Más o menos por entonces, Jasón reclutó a un grupo de héroes, los luego llamados "argonautas", para ir, a bordo del Argos, hasta los confines del Ponto Euxino, a la Cólquida (al sur del Cáucaso), a buscar el vellocino de oro. Tras múltiples peripecias, Jasón regresó a Grecia con el pellejo ovino y con Medea, de la que pronto se desentendió porque le salió bastante bruja, literalmente hablando.

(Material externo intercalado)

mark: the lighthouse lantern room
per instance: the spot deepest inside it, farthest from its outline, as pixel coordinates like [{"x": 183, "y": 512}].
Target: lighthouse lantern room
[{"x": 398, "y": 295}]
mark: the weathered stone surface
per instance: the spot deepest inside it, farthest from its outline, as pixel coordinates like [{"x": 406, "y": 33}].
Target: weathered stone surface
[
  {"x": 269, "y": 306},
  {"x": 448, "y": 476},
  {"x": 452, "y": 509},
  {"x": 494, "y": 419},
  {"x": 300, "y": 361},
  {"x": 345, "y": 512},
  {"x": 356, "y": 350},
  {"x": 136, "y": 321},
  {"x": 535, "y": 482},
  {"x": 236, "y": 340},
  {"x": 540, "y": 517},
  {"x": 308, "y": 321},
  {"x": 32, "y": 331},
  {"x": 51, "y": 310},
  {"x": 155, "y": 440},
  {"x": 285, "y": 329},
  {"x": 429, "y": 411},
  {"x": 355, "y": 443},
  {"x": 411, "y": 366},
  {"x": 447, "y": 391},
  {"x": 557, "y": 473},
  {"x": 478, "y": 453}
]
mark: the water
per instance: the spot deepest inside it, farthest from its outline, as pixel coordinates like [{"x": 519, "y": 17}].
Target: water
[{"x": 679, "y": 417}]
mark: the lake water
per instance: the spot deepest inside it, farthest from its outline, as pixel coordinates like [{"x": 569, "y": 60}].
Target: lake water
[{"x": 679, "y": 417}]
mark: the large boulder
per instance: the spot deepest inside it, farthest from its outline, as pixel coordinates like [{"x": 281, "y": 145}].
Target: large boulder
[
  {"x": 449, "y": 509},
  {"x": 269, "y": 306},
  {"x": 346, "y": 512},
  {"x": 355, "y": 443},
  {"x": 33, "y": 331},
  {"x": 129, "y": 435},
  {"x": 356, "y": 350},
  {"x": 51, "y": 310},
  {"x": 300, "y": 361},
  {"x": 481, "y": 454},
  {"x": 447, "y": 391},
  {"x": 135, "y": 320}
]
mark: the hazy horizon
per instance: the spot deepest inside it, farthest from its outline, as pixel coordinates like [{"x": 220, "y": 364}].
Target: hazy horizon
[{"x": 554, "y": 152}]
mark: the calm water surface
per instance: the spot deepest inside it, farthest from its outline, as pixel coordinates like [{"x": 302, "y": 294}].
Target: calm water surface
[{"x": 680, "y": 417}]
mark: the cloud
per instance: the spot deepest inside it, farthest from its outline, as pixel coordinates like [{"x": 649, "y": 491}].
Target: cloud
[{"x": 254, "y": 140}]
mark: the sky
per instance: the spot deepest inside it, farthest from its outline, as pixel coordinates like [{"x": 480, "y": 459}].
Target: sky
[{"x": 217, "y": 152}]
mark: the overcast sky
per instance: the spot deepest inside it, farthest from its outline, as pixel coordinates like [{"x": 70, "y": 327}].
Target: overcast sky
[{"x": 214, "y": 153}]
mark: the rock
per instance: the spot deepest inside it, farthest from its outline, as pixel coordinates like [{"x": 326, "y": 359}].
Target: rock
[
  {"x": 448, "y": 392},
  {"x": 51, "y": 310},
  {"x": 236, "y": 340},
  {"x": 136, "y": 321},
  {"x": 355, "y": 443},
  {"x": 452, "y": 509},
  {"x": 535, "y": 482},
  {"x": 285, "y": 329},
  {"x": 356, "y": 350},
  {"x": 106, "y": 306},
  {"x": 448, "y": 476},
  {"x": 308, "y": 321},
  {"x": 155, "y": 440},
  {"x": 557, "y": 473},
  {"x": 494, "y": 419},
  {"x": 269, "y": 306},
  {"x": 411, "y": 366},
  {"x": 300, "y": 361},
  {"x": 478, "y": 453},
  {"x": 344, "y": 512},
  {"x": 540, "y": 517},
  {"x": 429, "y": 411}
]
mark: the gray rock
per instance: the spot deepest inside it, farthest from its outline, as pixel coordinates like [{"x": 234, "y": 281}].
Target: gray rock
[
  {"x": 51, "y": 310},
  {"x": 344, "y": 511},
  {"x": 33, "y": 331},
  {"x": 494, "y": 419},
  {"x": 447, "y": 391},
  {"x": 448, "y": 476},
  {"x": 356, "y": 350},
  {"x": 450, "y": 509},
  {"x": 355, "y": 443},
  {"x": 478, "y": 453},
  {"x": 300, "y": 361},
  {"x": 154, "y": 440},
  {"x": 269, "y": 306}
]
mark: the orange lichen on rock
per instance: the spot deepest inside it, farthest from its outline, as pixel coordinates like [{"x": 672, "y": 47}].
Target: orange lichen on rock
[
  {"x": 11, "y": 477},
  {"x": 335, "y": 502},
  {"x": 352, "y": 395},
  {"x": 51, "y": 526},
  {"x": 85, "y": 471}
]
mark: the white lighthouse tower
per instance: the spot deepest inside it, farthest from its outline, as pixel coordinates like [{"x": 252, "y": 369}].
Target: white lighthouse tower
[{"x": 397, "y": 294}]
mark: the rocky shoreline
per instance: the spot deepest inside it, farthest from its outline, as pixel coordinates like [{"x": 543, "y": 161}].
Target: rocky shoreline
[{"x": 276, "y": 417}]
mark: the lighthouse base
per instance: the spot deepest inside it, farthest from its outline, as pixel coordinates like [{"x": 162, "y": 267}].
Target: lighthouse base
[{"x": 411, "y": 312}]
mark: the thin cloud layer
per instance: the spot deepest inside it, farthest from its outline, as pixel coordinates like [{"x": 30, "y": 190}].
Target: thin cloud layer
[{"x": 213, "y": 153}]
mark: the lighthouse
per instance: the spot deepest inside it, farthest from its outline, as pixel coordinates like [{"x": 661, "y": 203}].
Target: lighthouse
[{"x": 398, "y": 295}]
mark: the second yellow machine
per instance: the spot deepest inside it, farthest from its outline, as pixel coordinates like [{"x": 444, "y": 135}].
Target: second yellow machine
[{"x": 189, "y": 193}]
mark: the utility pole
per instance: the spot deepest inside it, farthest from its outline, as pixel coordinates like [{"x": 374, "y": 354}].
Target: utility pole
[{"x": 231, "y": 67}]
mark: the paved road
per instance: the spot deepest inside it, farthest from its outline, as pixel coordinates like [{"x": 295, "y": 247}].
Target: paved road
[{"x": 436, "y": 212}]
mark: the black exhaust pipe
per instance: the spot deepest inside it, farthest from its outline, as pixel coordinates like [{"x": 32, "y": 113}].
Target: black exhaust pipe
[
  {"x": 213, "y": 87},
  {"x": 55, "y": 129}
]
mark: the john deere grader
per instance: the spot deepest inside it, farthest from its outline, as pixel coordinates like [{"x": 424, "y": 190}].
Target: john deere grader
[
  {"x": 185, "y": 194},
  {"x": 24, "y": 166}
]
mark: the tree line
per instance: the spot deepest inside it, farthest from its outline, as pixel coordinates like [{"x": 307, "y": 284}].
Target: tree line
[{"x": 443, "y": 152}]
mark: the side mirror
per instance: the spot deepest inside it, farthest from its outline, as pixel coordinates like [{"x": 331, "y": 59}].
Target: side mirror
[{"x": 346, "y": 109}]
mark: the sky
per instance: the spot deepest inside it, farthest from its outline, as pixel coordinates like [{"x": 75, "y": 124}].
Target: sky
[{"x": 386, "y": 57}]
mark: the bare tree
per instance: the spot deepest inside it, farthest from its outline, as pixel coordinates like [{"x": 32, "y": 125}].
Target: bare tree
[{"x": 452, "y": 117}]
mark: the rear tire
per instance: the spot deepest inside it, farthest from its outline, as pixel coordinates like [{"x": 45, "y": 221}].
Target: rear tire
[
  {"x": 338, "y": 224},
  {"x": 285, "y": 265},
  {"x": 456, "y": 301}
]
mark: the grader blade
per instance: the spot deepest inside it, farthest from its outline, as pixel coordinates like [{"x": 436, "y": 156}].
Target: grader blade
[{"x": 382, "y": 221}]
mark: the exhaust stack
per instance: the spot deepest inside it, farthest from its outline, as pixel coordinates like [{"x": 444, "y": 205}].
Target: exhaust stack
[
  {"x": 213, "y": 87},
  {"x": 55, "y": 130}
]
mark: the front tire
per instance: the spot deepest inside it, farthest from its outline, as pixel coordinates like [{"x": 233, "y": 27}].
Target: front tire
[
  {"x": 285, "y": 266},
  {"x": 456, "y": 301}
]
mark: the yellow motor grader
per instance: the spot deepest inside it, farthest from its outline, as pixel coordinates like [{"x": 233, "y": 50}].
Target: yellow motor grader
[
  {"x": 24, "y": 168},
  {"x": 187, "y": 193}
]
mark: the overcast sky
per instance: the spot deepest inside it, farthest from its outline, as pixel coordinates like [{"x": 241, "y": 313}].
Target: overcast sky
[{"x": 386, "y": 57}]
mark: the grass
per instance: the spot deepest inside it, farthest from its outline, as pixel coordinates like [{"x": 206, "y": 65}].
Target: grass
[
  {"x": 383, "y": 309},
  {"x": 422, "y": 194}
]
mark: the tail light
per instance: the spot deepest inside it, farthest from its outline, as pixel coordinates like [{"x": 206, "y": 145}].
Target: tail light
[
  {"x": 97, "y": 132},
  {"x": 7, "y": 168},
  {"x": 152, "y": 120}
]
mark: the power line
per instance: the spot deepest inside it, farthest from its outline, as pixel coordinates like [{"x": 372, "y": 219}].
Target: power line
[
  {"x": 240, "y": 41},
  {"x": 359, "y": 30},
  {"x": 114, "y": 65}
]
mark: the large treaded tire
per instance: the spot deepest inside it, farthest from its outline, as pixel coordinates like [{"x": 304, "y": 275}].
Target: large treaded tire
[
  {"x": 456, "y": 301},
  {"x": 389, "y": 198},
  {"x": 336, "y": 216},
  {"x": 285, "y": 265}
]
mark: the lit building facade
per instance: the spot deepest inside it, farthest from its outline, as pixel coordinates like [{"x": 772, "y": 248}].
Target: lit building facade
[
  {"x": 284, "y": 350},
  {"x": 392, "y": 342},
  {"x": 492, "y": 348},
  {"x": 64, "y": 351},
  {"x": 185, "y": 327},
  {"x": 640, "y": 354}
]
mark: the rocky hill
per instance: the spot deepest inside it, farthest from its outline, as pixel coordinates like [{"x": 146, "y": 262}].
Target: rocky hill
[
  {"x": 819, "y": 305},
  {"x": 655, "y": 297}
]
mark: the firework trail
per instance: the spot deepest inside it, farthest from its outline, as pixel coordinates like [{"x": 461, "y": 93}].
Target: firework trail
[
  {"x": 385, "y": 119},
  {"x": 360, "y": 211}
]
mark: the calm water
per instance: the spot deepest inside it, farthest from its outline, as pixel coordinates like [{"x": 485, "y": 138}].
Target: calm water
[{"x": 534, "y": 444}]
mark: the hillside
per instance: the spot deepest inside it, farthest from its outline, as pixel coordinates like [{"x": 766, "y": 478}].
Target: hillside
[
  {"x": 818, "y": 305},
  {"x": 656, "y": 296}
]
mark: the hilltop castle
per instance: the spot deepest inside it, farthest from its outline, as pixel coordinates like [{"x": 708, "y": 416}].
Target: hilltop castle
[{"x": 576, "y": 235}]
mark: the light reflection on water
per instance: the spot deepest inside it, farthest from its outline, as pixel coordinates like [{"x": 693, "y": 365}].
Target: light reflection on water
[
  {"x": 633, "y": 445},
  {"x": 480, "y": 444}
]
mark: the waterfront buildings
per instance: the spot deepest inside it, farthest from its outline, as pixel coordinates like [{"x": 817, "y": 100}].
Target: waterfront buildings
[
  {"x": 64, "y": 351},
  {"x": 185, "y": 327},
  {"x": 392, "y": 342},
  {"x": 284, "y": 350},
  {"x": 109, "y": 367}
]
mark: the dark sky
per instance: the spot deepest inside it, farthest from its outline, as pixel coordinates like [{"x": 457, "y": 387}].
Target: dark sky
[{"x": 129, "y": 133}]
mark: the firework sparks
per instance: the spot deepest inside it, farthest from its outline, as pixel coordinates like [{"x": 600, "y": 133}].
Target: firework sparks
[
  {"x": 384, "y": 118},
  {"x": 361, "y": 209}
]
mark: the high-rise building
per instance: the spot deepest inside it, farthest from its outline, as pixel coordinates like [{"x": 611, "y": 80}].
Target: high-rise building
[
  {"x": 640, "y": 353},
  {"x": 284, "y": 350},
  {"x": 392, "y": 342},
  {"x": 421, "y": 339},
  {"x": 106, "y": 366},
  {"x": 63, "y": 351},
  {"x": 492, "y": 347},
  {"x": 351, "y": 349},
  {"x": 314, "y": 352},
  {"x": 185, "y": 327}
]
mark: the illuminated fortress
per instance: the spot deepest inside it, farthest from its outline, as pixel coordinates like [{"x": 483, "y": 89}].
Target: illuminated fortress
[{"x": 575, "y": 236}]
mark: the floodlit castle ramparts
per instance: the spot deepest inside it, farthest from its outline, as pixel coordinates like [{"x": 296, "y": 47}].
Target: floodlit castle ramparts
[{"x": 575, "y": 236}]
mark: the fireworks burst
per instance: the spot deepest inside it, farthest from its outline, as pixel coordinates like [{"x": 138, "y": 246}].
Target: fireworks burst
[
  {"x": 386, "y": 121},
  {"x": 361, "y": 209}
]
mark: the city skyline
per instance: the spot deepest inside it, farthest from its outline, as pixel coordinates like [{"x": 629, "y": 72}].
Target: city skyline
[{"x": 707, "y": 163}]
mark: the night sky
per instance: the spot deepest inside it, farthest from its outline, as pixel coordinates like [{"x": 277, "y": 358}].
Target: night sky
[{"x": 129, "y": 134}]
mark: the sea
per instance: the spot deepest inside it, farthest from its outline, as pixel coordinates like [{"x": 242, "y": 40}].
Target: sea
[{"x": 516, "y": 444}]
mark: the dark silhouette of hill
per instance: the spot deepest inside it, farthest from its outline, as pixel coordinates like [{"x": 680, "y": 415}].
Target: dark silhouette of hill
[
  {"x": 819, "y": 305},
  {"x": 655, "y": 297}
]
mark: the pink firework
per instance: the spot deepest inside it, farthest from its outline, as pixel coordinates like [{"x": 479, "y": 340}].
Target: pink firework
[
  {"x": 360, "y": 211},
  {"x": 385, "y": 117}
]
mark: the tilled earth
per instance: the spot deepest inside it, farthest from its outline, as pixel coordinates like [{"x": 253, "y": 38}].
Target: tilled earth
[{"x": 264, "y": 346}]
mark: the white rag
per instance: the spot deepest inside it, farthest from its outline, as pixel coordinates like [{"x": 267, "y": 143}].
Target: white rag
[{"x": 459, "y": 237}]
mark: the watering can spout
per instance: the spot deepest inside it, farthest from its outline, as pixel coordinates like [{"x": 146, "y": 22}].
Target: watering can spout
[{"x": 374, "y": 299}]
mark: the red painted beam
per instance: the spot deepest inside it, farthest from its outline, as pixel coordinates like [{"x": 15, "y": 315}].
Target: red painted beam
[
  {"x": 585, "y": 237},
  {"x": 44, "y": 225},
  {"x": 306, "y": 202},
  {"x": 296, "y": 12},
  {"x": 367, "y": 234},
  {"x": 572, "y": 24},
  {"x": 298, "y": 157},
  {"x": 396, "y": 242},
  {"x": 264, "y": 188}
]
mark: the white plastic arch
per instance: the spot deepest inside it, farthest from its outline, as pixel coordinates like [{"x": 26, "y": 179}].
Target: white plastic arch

Jasón se llevó otra cosa de la Cólquida: un ave de gran belleza, a la que dio un nombre derivado del río Phasis, en cuyas riberas la encontró. Era el faisán, de origen asiático. Cuentan que un rey de Lidia preguntó a un filósofo si había visto algo más hermoso que su salón del trono, y el sabio contestó: "He visto los faisanes en el bosque..." Los faisanes fueron también adorno de jardines, pero pronto acabaron en la mesa.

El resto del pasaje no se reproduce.